BERLIN — At dinner the other night, perusing the debacle that is Syria, a German friend observed: “It’s the post-American world — and that means chaos.” We were joined by John Kornblum, the former U.S. ambassador to Germany, whose verdict was similar: “What you’re seeing is the steady break-up of the postwar system.”The United States, through its secretary of state and president respectively, promises an “unbelievably small” military response to the gassing of hundreds of Syrian children by President Bashar al-Assad, then vows that “the United States military doesn’t do pinpricks,” and then backs away. Britain abandons its closest ally at crunch time. The European Union is divided, Germany silent, France left dangling, and NATO an absentee. If there are other pillars of the trans-Atlantic alliance, do let me know.
Vladimir Putin steps into the Western void, spurred by an off-the-cuff remark in London from John Kerry (that he himself seemed to dismiss), and suddenly Assad’s Syria promises to give up to international supervision the chemical weapons whose existence it has previously denied.
A war-weary America clutches at this Syrian straw and defers to Russian mediation; a congressional vote on military action that President Obama seemed set to lose is indefinitely postponed; Obama uses an awkward prime-time address to say dictators “depend upon the world to look the other way” when they commit atrocities — and so he will, well, pursue a “diplomatic path” for now.
“The ogre,” as W.H. Auden wrote, “does what ogres can.” It is safe to say that no ogre the world over, least of all in Damascus, trembles today.
There are always rough edges in a crisis. But message discipline on Syria from the careening Obama administration since Assad’s devastating chemical weapons attack more than three weeks ago has been hard to discern. As another former U.S. ambassador noted, “If these guys were building cars, you would not buy one.”Now it just may be that Assad, who traffics in deception and slaughter, will hand over his sulfur mustard and all the rest, sign the Chemical Weapons Convention, shake hands with Putin and get back to his civil war, having pocketed Obama’s statement that, “I don’t think we should remove another dictator with force.” It might even be that Putin, having made an impassioned case for international law, will rise above his Libyan hangover and allow a Western-drafted Security Council resolution framing the deal under Chapter 7 of the United Nations Charter, which allows for military intervention in the event of Syrian noncompliance. (Without this, any agreement is meaningless.)If this occurs Obama will have dug himself out of the hole he dug himself into and something will have been gained.
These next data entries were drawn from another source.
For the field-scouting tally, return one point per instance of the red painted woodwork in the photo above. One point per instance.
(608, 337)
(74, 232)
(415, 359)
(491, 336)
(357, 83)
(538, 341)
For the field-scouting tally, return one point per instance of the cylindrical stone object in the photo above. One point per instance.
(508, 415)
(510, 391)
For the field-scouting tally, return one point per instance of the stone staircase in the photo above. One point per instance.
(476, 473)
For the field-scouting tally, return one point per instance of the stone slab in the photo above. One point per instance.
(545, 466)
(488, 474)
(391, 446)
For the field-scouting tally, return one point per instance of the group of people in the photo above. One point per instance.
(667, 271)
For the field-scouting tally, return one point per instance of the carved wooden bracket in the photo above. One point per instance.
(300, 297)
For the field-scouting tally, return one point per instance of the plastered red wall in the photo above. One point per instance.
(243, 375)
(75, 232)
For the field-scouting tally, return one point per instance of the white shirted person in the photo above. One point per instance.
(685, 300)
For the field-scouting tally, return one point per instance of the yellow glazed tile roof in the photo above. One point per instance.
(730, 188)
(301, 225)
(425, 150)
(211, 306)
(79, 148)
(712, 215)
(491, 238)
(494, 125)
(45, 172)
I am more than skeptical. The scramble reminds me of the farce during the Bosnian war that involved the Serbs handing over “all” their heavy weapons to the United Nations to avert air strikes — and then resuming their bombardment of Sarajevo.
A State Department spokeswoman had it right when she initially described Kerry’s proposal as purely “rhetorical,” because “this brutal dictator with a history of playing fast and loose with the facts cannot be trusted to turn over chemical weapons.”The hesitancy since the chemical attack has highlighted a lack of U.S. leadership throughout the Syrian conflict. The just cause of rebels fighting the 43-year tyranny of the Assad family was never backed by arming them; and when Islamist radicals moved into Syria, their presence was used to justify the very Western inaction that had fostered their arrival.
The sight of a president who draws a red line on chemical attack and then says “I didn’t set a red line” (the world did); who has Kerry plead a powerful case for military action only to stall; who defers to Congress but seems happy enough with Congress ambling back into session more than a week later; who notes that for “nearly seven decades the United States has been the anchor of global security,” and then declares “America is not the world’s policeman” — the sight of all this has marked a moment when America signaled an inward turn that leaves the world anchorless.
The president has reflected the mood in America. Almost two-thirds of people surveyed think the United States should not take a leading role in trying to solve foreign conflicts, according to a recent New York Times/CBS news poll. Principle backed by credible force made the United States the anchor of global security since 1945 and set hundreds of millions of people free. Obama has deferred to a growing isolationism. His wavering has looked like acquiescence to a global power shift.
In Berlin, which survived as a free city because of a U.S. red line, the change has been noted. It has also been noted in Tehran, Moscow, Beijing and Jerusalem.
A letter this week on the Syrian gassing to the German news magazine Der Spiegel from Dr. Tewes Wischmann of Heidelberg read: “We will be asked by our children what we did against this mass murder, as we asked our parents about Nazism. We will then lower our eyes and have to remain silent.”